California law will require certain bots to identify themselves →

Gili Malinsky for the Los Angeles Times:

On Friday, [Gov. Jerry Brown] signed another bill that drew less attention — a new law that bans automated accounts, more commonly known as bots, from pretending to be real people in pursuit of selling products or influencing elections. Automated accounts can still interact with Californians, according to the law, but they will need to disclose that they are bots.

The law comes as concerns about social media manipulation remain elevated. With just more than a month to go before the 2018 U.S. midterm elections, social media companies have pledged to crack down on foreign interference.

So, we are apparently on a roll here in the great golden state. This won’t put an end to malicious bots for good, but this is the kind of legislation that we need moving forward. Proud to have California lead the way.

Monday, October 1, 2018

iPhone XS supposed 'skin smoothing' selfie filter explained →

Sebastiaan de With, designer for popular iOS camera app Halide, explains just how different the new camera system is in iPhone XS. His explanation also dispels the rumor that Apple has been applying a ‘beautification’ or ‘skin smoothing’ filter to selfies taken with the front-facing camera.

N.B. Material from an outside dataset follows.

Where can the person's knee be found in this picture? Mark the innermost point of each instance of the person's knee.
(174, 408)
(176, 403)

The iPhone XS merges exposures and reduces the brightness of the bright areas and reduces the darkness of the shadows. The detail remains, but we can perceive it as less sharp because it lost local contrast. In the photo above, the skin looks smoother simply because the light isn’t as harsh.

Observant people noticed it isn’t just skin that’s affected. Course textures and particularly anything in the dark— from cats to wood grain— get a smoother look. This is noise reduction at work. iPhone XS has more aggressive noise reduction than previous iPhones.

And:

Yep. The front facing selfie camera hardware is worse in low-light than the back facing camera. The selfie cam has a tiny, pinkie-fingernail sized sensor, which means it takes in less light, which in turn means more noise, and thus more noise reduction.

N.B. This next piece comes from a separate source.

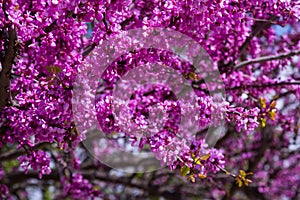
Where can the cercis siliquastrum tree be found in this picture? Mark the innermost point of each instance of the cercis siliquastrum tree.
(254, 45)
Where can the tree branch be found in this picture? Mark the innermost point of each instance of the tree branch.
(267, 58)
(10, 53)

The result is a smoother image, which with the new Smart HDR and computational-photography-heavy pipeline smoothens out the image a bit more than in the past.

So there you have it, an explanation. However, that doesn’t change the fact that selfies now look different, and that will continue to be an issue for a lot of people. I don’t take a ton of selfies anyway, and during my testing with iPhone XS Max, I’ve found this new system hasn’t bothered me.